The lock file at jobs/{task-id}/{job-hash}/.experimaestro/{scriptname}.lock ensures exclusive access to a job. Both the scheduler and the job process use this lock at different phases:

  1. Scheduler lock phase: The scheduler acquires the lock before setting up the job directory, writing status.json, launching the process, and writing the PID file. The lock is released after the process is launched.

  2. Process lock phase: The job process acquires the same lock when it starts executing the task. It holds the lock until the task completes and the terminal marker (.done/.failed) is written.

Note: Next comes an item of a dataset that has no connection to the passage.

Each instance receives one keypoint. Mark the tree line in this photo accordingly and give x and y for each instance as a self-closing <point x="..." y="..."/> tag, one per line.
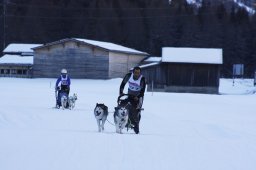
<point x="144" y="25"/>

There is a brief gap between these two phases where the lock is not held but the job is still active.

PID File

The file {scriptname}.pid is written by the scheduler (inside aio_run()) while it still holds the job lock. It contains a JSON object describing the process:

{"type": "local", "pid": 12345}

The type field identifies the process handler (e.g., local, ssh, slurm). Process liveness is checked using the launcher-independent Process abstraction (Process.fromDefinition()), not directly via psutil, so that it works across different launchers.

Terminal Markers

When a job finishes, the job process writes one of:

  • {scriptname}.done — job succeeded

  • {scriptname}.failed — job failed, contains a JSON object with failure details (e.g., {"reason": "FAILED"})

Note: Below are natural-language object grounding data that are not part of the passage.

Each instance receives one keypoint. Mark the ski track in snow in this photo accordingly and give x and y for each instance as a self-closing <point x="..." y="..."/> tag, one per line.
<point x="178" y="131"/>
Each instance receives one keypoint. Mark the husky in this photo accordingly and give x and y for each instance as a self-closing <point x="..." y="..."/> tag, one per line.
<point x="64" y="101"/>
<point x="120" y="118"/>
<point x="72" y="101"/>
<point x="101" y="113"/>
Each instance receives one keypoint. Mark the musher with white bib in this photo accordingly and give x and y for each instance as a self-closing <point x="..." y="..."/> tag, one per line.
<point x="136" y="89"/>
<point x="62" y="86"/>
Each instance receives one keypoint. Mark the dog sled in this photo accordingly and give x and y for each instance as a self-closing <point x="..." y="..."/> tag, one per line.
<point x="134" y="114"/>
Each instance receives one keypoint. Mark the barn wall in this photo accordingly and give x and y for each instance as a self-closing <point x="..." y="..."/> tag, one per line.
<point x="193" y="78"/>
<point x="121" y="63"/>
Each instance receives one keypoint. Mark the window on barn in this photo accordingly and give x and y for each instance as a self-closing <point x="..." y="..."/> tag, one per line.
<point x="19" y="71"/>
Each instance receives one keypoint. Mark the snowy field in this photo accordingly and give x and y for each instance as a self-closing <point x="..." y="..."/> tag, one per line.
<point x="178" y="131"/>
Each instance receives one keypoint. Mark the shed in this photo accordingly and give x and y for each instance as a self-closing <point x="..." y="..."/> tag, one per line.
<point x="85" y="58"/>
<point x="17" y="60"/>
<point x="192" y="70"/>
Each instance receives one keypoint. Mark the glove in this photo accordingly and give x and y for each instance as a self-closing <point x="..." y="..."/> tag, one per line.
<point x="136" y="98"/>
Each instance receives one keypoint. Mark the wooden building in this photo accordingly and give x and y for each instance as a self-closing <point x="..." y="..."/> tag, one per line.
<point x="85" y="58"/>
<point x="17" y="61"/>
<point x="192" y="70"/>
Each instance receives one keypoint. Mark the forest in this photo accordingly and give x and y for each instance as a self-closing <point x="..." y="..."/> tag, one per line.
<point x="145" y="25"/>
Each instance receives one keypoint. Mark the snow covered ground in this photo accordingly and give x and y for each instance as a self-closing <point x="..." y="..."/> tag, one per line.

The job process also writes a final status.json with updated timestamps.

If the job is killed externally (e.g., SLURM scancel, OOM killer), these markers are not written. In that case, cleanup is handled by the scheduler (if still running) or by a later experimaestro process.

Event Files

While a job is running, state change events are written to temporary event files in .events/jobs/{task-id}/event-{job-id}-{count}.jsonl. The scheduler watches this directory to track job progress in real time.

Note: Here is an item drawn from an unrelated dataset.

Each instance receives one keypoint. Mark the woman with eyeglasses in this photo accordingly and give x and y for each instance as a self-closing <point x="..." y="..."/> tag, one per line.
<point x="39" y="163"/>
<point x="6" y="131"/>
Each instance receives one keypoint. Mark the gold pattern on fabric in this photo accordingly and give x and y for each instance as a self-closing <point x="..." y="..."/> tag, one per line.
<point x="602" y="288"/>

When a job completes, these temporary event files are archived to the permanent location at jobs/{task-id}/{job-hash}/.experimaestro/events/ and then deleted from .events/.

Important

The cleanup process that consolidates orphaned event files checks that a job is not active before deleting its event files. A job is considered active if:

  • Its lock is held, OR

  • Its PID file references a running process, OR

  • No terminal marker (.done/.failed) exists

State Tracking

Experimaestro uses a filesystem-based state tracking system instead of a database. This approach is more robust on network filesystems (NFS) and easier to inspect.

Status File (status.json)

Each experiment run has a status.json file containing the experiment metadata and service state:

{
  "version": 1,
  "experiment_id": "my-experiment",
  "run_id": "20250108_143022",
  "events_count": 42,
  "hostname": "compute-node-01",
  "started_at": "2025-01-08T14:30:22.123456",
  "ended_at": "2025-01-08T15:45:10.654321",
  "status": "completed",
  "finished_jobs": 10,
  "failed_jobs": 1,
  "services": {
    "<service_id>": {
      "service_id": "...",
      "description": "...",
      "class": "mypackage.services.MyService",
      "state_dict": {}
    }
  }
}

Note

Job details are stored separately in jobs.jsonl rather than in status.json. This reduces memory usage and allows for efficient streaming of job information.

Jobs File (jobs.jsonl)

Lightweight job information is stored in a separate JSONL file (one JSON object per line):

{"job_id": "abc123", "task_id": "my.task.Train", "tags": {"experiment": "v1"}, "timestamp": 1736343025.0}
{"job_id": "def456", "task_id": "my.task.Evaluate", "tags": {}, "timestamp": 1736343030.5}

Each record contains:

  • job_id: Unique job identifier

  • task_id: Task type identifier

  • tags: Dictionary of job tags

  • timestamp: When the job was submitted (Unix timestamp)

Event Log

While an experiment is running, events are streamed to a JSONL file at .events/experiments/events-{count}@{experiment-id}.jsonl:

{"type": "job_submitted", "job_id": "abc123", "task_id": "my.task", "timestamp": 1736343025.0}
{"type": "job_state_changed", "job_id": "abc123", "state": "running", "timestamp": 1736343030.5}
{"type": "service_added", "service_id": "tensorboard", "description": "TensorBoard", "timestamp": 1736343035.0}

When the experiment completes, events are consolidated into status.json and the event log is cleaned up.